メガホンをとったのは『カマキリの夜』(2018年)『あ・く・あ 〜ふたりだけの部屋〜』(2021年)などの監督作のほか、プロデューサーや音響技師としても多くのサウ品に携わる中川究矢監督。脚本は『うみべの女の子』(2021年/ウエダアツシ監督)などの脚本を手がけ『あ・く・あ 〜ふたりだけの部屋〜』でも中川監督とタッグを組んでいる平谷悦郎さんが担当しています。
そしてシンガーソングライターの寺尾紗穂さんが提供した「川辺にて」が主題歌として使われ、物語の余韻をより深くしています。
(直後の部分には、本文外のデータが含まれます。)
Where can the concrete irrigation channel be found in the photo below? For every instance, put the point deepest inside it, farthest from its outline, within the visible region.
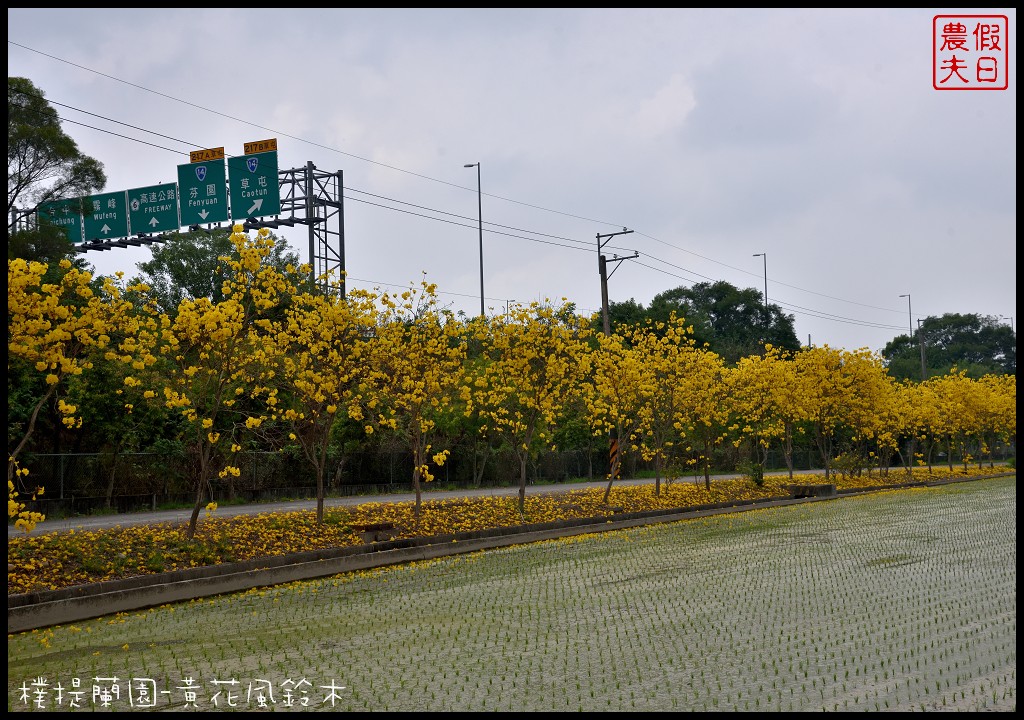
(894, 600)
解禁されたメインヴィジュアルは、曇天の下、雑草が生い茂る河原に立ちすくみ、しかしまっすぐに視線を向けるヒロイン・結衣の姿が印象的。
「半端に大きな、川の流れる町だった」という結衣のモノローグで膜を明ける予告編は、再会した達生と哲也、誘われた結衣が行動をともにしていく過程や、ベトナム人技能実習生たちと達生たちの交流などを映し出しつつ、それぞれが抱えるものを感じさせる映像で、少し傾いた文字も、どこか彼らの状況を象徴するよう。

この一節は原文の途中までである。